Ketiganya kemudian diduga kembali mendatangi lokasi pada Selasa (1/9/2026) untuk melakukan aksi serupa. Namun, upaya pembongkaran kabel kali ini diketahui petugas keamanan RW 12 Citra 2, sehingga ketiganya berhasil diamankan.
“Dari CCTV Pos RW, terpantau ini sudah 2kali pelaku melakukan aksinya,” ucap Provost RW 12 perumahan Citra 2, Selih Sanjaya kepada wartawan.
Petugas Keamanan selanjutnya menyerahkan ketiga pria tersebut kepada aparat kepolisian Polsubsektor Citra 2. Polisi kemudian melakukan pemeriksaan awal guna mendalami dugaan keterlibatan masing-masing serta mengungkap kronologi kejadian secara menyeluruh.

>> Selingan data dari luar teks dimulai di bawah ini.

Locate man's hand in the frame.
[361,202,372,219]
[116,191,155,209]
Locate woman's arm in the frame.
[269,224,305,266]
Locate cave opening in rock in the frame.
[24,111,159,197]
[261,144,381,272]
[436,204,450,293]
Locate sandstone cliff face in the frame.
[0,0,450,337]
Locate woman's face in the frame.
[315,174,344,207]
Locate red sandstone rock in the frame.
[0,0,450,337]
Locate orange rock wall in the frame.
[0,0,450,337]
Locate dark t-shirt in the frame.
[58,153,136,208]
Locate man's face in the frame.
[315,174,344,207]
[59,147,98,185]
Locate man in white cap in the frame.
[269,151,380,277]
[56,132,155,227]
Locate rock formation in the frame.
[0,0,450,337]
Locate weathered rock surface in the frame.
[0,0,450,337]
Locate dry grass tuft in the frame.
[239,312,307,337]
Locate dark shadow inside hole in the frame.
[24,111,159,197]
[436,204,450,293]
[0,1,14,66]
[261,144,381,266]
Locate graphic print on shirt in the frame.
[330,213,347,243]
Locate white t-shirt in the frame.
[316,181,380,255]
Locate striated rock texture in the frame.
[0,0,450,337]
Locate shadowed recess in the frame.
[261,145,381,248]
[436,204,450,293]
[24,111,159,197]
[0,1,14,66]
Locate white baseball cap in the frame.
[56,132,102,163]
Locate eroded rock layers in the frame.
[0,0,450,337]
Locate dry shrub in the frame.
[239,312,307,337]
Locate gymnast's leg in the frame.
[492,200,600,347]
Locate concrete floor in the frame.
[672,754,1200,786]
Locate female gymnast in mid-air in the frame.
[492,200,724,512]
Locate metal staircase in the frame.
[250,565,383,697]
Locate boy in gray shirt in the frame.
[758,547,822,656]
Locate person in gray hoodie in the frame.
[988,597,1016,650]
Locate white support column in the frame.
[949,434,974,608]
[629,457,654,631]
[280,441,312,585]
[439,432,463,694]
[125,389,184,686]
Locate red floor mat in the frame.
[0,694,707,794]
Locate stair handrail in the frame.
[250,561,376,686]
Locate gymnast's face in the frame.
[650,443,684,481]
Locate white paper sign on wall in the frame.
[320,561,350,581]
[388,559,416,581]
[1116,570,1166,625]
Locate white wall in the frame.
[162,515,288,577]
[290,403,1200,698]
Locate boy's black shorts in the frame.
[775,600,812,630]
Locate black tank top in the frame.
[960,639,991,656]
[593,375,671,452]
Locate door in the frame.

Salah satu dari tiga pria tersebut, yakni D, disebut pernah tersangkut perkara narkoba. Namun, informasi mengenai status dan riwayat hukum tersebut masih perlu dikonfirmasi lebih lanjut kepada pihak kepolisian.
Hingga berita ini disusun, kasus tersebut masih dalam penanganan Unit Reskrim Polsek Kalideres. Polisi masih mendalami dugaan tindak pidana, termasuk barang bukti, kerugian yang ditimbulkan, serta peran masing-masing pihak. Status hukum ketiganya akan ditentukan berdasarkan hasil pemeriksaan dan proses penyelidikan kepolisian.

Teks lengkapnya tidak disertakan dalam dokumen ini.